In the coming decades, doctors expect to see an unprecedented number of dementia patients—with Alzheimer’s leading the way. But making an accurate diagnosis is a challenge because symptoms vary in different people.
As part of an increasingly busy research area at the University, two neuroscience studies may help doctors more accurately assess, predict, and monitor cognitive changes. One uses artificial intelligence to predict the onset of dementia, and another uses an online test to track a patient’s progress.
“Patients walk in and doctors have to try to understand where they fall on the dementia spectrum,” says Vijaya B. Kolachalama, an associate professor of medicine and expert on using computers to aid medical diagnoses.
Kolachalama’s research team, including Rhoda Au, a professor of epidemiology, anatomy, and neurobiology, and the director of neuropsychology at the Framingham Heart Study, developed a deep-learning algorithm that assesses and identifies if a person’s memory loss is due to Alzheimer’s disease or other dementias.
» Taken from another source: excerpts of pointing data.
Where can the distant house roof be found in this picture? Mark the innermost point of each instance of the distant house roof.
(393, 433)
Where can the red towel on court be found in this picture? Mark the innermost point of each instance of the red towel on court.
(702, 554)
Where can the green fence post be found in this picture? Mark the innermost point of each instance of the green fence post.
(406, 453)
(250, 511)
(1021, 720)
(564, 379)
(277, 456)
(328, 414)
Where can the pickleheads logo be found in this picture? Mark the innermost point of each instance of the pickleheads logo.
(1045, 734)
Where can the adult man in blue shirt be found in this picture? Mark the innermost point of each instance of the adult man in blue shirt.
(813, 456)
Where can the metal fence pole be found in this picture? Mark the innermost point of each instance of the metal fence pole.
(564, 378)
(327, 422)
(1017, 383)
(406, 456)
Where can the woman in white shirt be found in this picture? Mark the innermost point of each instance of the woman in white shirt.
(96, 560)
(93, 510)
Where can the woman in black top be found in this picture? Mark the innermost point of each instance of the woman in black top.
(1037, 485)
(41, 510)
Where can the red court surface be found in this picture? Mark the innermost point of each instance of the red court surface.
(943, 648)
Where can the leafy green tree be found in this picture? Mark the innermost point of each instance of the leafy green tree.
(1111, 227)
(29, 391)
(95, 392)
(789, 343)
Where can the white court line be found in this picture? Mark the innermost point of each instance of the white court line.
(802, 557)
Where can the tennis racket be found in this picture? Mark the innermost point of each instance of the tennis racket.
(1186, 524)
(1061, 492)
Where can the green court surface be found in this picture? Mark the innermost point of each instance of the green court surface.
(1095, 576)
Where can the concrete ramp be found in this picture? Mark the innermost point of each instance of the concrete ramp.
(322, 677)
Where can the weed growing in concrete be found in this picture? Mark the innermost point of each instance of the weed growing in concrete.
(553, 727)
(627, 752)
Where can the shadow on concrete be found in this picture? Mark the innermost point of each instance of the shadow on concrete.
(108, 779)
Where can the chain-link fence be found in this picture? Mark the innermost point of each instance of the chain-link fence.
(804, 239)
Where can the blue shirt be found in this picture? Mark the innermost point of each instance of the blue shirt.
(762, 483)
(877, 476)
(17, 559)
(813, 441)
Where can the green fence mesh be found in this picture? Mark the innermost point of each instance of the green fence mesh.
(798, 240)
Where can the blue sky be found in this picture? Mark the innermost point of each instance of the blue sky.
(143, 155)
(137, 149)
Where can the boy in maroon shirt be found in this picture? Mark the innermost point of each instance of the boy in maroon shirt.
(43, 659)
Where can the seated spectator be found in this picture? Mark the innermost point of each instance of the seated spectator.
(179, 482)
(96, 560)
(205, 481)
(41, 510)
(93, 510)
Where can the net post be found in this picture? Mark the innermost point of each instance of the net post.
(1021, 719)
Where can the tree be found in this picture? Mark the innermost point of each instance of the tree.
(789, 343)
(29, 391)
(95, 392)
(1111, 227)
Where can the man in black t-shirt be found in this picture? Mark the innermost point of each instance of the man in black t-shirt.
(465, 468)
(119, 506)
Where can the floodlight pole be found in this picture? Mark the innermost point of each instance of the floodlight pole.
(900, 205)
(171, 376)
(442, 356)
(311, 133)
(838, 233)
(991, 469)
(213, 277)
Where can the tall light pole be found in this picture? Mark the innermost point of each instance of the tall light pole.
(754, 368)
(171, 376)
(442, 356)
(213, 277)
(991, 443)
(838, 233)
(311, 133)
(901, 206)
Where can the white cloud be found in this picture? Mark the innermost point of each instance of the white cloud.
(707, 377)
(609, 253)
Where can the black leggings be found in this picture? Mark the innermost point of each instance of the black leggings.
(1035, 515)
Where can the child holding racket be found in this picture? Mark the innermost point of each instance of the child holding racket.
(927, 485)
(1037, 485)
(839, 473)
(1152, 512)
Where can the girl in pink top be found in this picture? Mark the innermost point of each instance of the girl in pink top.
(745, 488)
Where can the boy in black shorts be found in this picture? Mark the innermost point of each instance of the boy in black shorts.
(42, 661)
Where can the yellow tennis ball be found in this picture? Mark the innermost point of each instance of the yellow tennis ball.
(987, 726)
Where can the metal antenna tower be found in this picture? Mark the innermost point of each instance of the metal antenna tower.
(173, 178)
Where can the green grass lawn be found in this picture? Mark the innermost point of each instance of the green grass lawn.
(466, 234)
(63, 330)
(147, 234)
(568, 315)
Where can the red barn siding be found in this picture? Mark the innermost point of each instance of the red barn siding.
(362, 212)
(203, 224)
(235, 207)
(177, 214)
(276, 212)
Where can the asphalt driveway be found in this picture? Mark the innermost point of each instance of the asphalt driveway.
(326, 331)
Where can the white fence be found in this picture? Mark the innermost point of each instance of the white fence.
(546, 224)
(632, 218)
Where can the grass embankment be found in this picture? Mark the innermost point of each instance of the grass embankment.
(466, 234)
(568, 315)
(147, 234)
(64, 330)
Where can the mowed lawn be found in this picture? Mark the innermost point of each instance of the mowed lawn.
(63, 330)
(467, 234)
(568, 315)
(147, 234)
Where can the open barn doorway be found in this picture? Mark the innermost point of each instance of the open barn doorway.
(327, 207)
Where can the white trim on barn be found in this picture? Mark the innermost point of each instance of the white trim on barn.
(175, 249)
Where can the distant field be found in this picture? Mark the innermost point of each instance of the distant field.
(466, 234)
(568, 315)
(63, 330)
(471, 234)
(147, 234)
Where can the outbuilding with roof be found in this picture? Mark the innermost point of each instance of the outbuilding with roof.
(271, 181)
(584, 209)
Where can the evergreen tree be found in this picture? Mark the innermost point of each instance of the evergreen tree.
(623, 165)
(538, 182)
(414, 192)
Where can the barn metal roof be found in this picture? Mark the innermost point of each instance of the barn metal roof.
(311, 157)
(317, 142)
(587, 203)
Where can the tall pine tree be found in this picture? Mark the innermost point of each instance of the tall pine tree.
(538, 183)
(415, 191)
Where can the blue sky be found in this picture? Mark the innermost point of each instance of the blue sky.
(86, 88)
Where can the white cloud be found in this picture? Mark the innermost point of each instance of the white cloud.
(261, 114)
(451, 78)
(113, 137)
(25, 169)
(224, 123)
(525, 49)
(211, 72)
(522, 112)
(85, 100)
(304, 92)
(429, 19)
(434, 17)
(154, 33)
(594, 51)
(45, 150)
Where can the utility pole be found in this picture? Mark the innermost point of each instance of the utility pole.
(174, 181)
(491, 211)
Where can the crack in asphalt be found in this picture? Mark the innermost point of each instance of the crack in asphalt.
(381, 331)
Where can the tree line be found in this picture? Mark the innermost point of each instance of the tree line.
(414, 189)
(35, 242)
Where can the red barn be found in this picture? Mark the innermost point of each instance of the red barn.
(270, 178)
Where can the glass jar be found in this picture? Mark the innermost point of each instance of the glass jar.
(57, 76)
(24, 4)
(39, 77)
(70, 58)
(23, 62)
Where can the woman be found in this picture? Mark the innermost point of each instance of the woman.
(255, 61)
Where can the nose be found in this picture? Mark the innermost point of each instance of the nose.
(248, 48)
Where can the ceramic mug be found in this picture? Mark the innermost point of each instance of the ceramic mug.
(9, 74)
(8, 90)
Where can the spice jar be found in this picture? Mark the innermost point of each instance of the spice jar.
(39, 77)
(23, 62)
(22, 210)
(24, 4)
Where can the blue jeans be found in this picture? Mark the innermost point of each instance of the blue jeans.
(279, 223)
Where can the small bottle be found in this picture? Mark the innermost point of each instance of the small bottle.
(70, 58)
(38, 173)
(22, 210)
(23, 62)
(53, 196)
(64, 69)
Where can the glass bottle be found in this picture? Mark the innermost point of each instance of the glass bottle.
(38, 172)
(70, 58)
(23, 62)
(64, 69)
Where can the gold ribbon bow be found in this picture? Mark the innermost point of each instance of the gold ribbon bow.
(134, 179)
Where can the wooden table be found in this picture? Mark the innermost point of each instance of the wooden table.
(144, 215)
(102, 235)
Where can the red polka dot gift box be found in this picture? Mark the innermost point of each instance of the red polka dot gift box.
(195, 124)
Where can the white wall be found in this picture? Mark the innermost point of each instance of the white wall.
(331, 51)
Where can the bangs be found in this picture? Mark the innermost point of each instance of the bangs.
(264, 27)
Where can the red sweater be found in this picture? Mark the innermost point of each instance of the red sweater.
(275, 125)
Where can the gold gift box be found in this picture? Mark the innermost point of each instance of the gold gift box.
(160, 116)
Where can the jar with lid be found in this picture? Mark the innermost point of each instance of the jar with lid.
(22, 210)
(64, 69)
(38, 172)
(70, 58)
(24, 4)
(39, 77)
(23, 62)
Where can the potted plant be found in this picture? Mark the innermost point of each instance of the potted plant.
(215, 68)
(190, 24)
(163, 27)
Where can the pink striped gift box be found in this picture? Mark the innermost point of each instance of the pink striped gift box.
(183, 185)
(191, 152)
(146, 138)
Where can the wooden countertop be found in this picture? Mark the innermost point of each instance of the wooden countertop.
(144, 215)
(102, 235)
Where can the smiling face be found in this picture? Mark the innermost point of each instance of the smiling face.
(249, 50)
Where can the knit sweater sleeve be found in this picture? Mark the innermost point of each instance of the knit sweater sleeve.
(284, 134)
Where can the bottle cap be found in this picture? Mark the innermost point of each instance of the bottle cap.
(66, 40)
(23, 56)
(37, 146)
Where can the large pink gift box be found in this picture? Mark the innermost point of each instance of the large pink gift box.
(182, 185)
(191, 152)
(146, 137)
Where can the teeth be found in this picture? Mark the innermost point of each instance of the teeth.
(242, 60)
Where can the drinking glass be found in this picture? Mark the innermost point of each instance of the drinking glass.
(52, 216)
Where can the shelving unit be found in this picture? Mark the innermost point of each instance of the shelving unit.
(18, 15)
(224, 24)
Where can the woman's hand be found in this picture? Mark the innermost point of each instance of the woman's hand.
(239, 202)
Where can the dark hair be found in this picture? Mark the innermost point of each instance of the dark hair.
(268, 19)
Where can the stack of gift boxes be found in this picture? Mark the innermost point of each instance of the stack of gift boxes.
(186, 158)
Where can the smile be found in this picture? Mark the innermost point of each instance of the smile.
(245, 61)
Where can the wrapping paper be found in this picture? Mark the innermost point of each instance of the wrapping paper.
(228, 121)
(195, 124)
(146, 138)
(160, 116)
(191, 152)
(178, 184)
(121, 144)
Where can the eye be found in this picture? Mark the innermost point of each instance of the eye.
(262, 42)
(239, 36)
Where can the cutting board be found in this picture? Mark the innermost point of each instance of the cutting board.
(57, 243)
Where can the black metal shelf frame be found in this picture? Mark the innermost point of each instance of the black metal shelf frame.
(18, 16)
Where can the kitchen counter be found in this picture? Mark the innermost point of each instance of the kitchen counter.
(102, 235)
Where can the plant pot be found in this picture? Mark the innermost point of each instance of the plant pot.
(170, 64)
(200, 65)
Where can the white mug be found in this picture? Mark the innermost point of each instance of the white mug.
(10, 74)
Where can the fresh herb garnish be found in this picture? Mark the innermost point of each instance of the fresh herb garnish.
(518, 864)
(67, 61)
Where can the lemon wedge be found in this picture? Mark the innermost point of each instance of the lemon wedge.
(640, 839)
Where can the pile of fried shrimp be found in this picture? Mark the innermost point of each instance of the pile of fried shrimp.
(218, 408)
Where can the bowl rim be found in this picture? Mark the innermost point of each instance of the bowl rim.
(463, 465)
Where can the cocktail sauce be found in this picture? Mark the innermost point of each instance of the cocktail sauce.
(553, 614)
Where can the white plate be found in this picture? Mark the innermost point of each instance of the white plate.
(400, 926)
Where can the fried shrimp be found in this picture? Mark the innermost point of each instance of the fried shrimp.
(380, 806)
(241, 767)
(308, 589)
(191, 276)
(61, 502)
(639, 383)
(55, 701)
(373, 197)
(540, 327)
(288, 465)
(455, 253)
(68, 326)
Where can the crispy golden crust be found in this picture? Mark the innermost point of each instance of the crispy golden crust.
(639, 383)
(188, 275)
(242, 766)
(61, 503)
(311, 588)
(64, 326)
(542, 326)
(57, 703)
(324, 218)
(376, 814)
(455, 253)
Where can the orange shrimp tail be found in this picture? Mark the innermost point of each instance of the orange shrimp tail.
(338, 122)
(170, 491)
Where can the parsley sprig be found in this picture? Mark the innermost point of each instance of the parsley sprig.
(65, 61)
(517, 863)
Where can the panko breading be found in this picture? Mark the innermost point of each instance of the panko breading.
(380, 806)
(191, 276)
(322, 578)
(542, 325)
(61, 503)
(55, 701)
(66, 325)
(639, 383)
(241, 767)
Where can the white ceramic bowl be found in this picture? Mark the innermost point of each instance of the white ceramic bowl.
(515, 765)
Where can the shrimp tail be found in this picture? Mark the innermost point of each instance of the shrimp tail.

And the algorithm has been matching or outperforming clinicians’ success in diagnosing. Their latest research was published in June 2022 in Nature Communications.
BU researchers have built a computer model that can recognize Alzheimer’s and related dementias from brain scans.
While Kolachalama hopes to speed up diagnosis, Andrey Vyshedskiy, a neuroscientist and Metropolitan College lecturer, wants to enable doctors and patients to track cognitive level over time more effectively. He helped develop the Boston Cognitive Assessment, an innovative, free, online test that gives results in minutes and can be used to monitor memory and cognition over weeks and months.
Vyshedskiy and his team completed a control study of 400 patients—50 with clinically diagnosed Alzheimer’s or mild dementia—to validate the accuracy of the testing platform. The results were published in March 2022 in BMC Neurology.
“People get really anxious about their memory and brain health,” he says, “so this is a way to check themselves and establish a baseline.”
Each year, as millions around the world grapple with the heart-wrenching realization that someone they love has dementia, such tools may improve understanding and illuminate the path toward a cure.